— Нечего время тратить. У тебя что, дел нет? Иди домой, передавай привет своим и вообще, не мешай, видишь, я делом занят: таблетки пора принимать, температуру измерять. Нам тут скучать не дают. Завтра придешь — принеси что-нибудь почитать.
И тон, и слова звучали настолько привычно, что я невольно поддался им — все в порядке, скоро все пройдет.
Но на следующий день книги, которые я принес, не понадобились — ночью развился тяжелейший инфаркт. Отца даже остереглись переводить в реанимационное отделение, боялись, что он не выдержит перевозки.

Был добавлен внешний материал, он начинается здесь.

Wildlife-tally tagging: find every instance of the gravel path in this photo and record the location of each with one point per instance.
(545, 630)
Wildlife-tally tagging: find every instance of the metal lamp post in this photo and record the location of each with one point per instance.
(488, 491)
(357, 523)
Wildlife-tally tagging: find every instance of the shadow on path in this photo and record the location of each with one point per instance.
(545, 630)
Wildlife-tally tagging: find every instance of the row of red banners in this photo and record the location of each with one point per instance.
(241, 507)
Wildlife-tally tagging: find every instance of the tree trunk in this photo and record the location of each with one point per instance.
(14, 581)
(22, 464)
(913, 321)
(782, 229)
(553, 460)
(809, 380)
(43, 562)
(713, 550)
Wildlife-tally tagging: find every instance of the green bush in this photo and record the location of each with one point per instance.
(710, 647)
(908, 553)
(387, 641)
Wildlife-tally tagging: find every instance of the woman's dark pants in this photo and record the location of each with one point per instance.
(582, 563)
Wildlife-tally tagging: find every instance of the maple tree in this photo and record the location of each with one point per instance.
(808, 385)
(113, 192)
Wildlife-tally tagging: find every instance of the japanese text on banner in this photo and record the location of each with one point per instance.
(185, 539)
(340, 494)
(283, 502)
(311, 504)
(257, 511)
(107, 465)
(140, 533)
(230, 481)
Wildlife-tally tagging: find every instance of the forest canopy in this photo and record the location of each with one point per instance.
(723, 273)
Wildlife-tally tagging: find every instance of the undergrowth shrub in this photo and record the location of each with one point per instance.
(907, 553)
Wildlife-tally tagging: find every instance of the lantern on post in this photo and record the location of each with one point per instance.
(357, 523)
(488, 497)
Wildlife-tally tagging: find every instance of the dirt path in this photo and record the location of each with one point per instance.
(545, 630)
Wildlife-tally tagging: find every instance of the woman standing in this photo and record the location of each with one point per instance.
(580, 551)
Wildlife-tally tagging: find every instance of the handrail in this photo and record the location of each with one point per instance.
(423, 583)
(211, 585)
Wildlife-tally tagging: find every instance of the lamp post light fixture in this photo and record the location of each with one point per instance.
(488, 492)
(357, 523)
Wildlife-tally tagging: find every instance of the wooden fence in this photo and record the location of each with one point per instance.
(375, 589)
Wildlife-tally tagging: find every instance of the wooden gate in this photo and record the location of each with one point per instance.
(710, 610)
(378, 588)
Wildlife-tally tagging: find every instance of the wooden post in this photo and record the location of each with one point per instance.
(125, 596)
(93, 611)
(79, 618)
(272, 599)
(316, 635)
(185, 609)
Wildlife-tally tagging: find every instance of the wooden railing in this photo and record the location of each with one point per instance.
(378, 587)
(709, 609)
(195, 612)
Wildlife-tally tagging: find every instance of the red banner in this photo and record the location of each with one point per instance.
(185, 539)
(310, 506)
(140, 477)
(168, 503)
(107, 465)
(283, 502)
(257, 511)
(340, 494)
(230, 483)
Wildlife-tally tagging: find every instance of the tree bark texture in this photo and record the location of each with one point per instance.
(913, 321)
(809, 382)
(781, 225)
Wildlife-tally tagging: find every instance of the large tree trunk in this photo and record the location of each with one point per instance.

Я тихо зашел в палату, и первое, что бросилось в глаза, — у постели капельница.
Рядом на стуле сидела мама, она гладила руку отца, потом поцеловала в ладонь. Отец в ответ погладил ее по щеке. Отец выглядел очень плохо: серое лицо, тяжелое, прерывистое дыхание. Без кислорода он уже не мог обходиться, но присутствия духа не терял. Кислород подводили к носу по двум прозрачным трубочкам. На лице их закрепляли пластырем. Отец еще находил силы дурачиться, обращаясь к дежурившей у его постели сестре:
— Что-то у меня усы растрепались, поправьте, пожалуйста.
Весь он был обвешан какими-то датчиками, а на экране рисовала зигзаги все та же зеленая линия.
Владимир Григорьевич не стал меня успокаивать, сказал, что состояние отца чрезвычайно тяжелое и конец может наступить каждую минуту. Оставалось надеяться на то, что организм у отца для его возраста очень здоровый.
Я, конечно, готов был верить любым оптимистическим прогнозам, но… Прошел день, а состояние не улучшалось.
Эти дни все мы — мама, сестры и я — сменяли друг друга у постели отца. Утром в четверг, собираясь после работы заехать в больницу, я позвонил дежурной сестре.
— Еще дышит, — коротко ответила она на мой вопрос и повесила трубку.
Я кинулся в больницу, доктор объяснил, что прошедшая ночь была крайне тяжелой. У отца развилось дыхание Чейн-Стокса, но его удалось выправить, и состояние слегка стабилизировалось.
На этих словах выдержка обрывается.